In phase-amplitude CFC, one seeks to measure the association between the phase of a low-frequency signal and the power of a high-frequency signal. In particular, one seeks to determine whether a measured signal is of the following form:

(3)

The recorded signal S_rec(t) containing CFC is represented as the summation of a low-frequency signal S_LFS(t) and a high-frequency oscillation with amplitude modulation S_AM (t). The noise term, n(t), includes sources from outside the brain and measurement error. The r(t) term includes unrelated brain signals. The CFC model assumes that low-frequency neuronal activity modulates the power of higher-frequency neural activity. The emphasis of this article is on the procedures used to determine the amplitude envelope of high-frequency brain activity.

Methods

As shown in Figure 2, the general procedure that is used for computing phase-amplitude CFC metrics involves (1) obtaining the phase time series of a low-frequency band-passed signal; (2) determining the amplitude envelope of a high-frequency signal; (3) using a correlation measure that ascertains the dependence of the high-frequency amplitude envelope on the low-frequency phase, which is often expressed as the Modulation Index. Once the Modulation Index is computed, then a variety of methods are proposed for determining the statistical significance of this relationship. Phase and amplitude associations are often computed for many phase and amplitude pairs that are hypothesized as having a biological link, typically displayed as a comodulogram plot.
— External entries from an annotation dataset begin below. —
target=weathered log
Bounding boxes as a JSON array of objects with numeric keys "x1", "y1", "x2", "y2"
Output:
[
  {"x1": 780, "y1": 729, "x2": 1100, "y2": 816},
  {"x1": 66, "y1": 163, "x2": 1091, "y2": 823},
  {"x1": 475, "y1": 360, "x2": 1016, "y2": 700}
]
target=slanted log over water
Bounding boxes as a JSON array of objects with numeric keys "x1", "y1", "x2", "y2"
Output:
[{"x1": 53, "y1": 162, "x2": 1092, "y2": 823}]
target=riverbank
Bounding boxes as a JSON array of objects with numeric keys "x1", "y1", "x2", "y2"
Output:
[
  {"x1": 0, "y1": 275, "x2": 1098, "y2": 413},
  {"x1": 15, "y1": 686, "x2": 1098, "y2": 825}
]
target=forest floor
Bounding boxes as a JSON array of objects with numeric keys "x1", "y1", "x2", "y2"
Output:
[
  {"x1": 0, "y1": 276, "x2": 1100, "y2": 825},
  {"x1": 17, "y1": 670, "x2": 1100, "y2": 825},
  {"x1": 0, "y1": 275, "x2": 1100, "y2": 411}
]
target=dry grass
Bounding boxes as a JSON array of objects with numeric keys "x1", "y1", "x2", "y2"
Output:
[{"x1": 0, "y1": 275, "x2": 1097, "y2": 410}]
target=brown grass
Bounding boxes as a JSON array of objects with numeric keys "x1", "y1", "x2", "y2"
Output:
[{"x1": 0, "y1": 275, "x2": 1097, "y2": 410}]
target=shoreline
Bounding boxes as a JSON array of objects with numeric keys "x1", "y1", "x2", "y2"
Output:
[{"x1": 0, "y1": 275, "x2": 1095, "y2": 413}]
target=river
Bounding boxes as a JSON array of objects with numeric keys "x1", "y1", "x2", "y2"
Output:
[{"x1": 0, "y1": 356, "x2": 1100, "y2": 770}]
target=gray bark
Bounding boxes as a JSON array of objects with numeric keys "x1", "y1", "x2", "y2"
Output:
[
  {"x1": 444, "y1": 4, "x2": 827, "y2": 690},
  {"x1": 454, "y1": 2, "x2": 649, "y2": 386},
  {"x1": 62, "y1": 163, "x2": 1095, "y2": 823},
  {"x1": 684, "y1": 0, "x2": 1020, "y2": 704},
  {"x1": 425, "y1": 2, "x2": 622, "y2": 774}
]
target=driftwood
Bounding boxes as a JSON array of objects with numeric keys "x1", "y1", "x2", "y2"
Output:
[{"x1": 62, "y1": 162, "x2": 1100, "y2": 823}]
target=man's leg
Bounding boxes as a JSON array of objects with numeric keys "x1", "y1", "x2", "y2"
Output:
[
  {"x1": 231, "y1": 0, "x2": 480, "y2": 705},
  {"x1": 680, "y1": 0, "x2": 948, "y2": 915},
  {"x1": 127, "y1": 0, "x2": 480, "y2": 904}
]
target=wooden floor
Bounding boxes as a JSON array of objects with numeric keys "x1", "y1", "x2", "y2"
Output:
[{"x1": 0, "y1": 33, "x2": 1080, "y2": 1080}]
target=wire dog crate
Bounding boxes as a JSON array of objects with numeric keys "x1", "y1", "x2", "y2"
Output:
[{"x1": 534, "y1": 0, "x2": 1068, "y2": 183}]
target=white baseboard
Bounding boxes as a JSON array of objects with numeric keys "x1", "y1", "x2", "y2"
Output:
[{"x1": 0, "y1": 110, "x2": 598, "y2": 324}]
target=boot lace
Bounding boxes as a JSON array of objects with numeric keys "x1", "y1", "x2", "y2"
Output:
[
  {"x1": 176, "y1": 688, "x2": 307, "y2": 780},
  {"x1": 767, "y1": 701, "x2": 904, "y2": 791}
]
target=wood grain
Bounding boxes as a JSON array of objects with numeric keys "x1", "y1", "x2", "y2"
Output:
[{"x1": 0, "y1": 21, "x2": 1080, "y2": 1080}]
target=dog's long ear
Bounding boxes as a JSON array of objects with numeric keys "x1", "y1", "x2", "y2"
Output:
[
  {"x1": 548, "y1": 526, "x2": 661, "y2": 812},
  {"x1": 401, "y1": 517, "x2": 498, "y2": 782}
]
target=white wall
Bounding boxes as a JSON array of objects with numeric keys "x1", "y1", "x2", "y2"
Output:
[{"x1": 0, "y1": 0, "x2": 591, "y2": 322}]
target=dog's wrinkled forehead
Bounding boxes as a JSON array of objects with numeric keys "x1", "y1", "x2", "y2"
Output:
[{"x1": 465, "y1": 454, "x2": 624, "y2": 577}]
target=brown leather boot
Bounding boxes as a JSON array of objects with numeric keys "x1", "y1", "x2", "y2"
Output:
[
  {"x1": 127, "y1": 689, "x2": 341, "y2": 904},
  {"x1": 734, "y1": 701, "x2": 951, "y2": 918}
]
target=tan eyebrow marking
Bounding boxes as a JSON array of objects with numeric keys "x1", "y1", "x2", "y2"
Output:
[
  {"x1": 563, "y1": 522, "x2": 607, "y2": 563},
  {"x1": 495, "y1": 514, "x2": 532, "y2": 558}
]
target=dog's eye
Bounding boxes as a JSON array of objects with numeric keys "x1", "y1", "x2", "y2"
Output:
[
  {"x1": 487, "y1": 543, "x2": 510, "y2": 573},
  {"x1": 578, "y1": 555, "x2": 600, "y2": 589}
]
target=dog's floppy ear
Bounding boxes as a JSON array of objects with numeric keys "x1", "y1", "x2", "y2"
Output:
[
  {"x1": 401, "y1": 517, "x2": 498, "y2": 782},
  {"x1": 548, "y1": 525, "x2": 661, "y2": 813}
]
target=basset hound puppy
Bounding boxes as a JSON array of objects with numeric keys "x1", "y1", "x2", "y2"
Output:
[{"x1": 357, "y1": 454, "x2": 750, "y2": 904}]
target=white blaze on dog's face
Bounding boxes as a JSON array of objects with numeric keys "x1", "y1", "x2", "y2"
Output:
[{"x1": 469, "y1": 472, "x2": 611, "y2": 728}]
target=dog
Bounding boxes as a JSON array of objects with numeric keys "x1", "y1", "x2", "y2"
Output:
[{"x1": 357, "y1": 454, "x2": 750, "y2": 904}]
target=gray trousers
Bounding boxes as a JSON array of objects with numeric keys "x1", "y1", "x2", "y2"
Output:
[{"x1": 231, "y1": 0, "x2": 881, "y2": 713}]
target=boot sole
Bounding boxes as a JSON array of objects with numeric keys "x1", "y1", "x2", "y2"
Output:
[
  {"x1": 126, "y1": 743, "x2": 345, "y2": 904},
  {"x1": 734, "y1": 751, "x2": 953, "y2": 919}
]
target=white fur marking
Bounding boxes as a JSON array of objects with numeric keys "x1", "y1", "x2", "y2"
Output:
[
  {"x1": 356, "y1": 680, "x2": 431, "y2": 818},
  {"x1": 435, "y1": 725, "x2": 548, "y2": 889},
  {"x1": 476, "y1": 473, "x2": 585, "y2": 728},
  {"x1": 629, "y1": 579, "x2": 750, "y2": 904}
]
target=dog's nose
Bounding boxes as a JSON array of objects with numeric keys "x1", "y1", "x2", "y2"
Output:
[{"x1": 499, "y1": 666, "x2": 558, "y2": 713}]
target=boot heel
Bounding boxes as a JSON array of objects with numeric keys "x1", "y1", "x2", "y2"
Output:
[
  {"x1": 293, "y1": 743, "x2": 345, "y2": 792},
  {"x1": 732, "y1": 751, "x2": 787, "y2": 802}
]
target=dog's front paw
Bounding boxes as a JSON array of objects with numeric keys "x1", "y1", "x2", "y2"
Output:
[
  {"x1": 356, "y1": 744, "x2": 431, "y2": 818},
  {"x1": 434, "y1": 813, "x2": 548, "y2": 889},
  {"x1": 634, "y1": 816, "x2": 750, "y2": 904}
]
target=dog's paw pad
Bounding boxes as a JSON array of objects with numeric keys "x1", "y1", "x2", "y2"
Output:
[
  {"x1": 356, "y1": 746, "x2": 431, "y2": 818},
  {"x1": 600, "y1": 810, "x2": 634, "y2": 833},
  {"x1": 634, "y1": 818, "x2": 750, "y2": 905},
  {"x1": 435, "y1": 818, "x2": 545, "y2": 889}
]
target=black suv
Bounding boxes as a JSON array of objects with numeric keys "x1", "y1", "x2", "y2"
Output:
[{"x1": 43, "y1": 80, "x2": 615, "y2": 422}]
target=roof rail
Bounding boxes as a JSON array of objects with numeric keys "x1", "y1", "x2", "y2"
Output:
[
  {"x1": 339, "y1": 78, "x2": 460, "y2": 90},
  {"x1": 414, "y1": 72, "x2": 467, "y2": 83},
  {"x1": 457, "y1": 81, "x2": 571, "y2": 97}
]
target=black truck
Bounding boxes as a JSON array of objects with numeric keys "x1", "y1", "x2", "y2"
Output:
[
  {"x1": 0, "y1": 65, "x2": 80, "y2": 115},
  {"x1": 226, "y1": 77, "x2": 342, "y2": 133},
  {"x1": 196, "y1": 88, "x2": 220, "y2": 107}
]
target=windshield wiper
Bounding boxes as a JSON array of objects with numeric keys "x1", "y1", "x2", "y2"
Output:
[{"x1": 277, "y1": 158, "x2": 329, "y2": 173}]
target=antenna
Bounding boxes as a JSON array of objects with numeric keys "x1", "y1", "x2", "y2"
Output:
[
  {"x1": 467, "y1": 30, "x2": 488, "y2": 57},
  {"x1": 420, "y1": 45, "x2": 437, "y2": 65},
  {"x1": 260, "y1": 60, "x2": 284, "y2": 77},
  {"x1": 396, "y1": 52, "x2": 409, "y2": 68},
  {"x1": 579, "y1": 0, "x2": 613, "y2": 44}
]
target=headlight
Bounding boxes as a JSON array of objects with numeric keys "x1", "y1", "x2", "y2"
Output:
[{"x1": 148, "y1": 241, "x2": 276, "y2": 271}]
FIG. 2. — Overall strategy for detecting phase-amplitude modulation in a recorded neuronal signal. The present study focuses on the high-frequency band pass filtering of the recorded signal. Color images available online at www.liebertpub.com/brain

In the present study, brain signals were simulated and computed using Matlab (MathWorks, Natick, MA). Neuronal brain signals were simulated according to Equations 2 and 3 with A of 0.525 and M of 0.475. The phases, ϕ₁ and ϕ₂, as well as r(t) are zero. The simulated signal contains 60,000 points sampled at 500 Hz for 120 sec. Noise, n(t), is a zero-mean Gaussian. The CFC modulation index published by Canolty et al. (2006) was implemented in Matlab with fixed bandwidth filtering to extract the high-frequency, amplitude-modulated signal. The fixed bandwidth filter follows the original implementation and filters the amplitude-modulated signal with a 4 Hz pass band centered on a defined carrier frequency. In addition, a variable bandwidth filtering method is introduced in this study to extract the high-frequency amplitude-modulated signal. The variable bandwidth filter uses a pass band of twice the modulation frequency that is hypothesized to modulate the carrier signal. Thus, the variable filter is designed to be inclusive of the sidebands about the carrier signal. Fixed and variable filtering was performed using the eegfilt function in the EEGLAB Matlab package (Delorme and Makeig, 2004). The filter order was set to 160 to reduce filter ripple and allow narrow filter transition bands. Fixed and variable filter parameters are detailed in Table 1.

Table 1.

Pass-Band Limits for the Fixed and Variable Bandwidth Filters

	Pass-band definition
Filter type	Lower limit	Upper limit
Fixed BW	f_c − 2Hz	f_c + 2Hz
Variable BW	f_c − f_m	f_c + f_m

Open in a new tab

BW, bandwidth; f_m, modulation frequency; f_c, carrier frequency.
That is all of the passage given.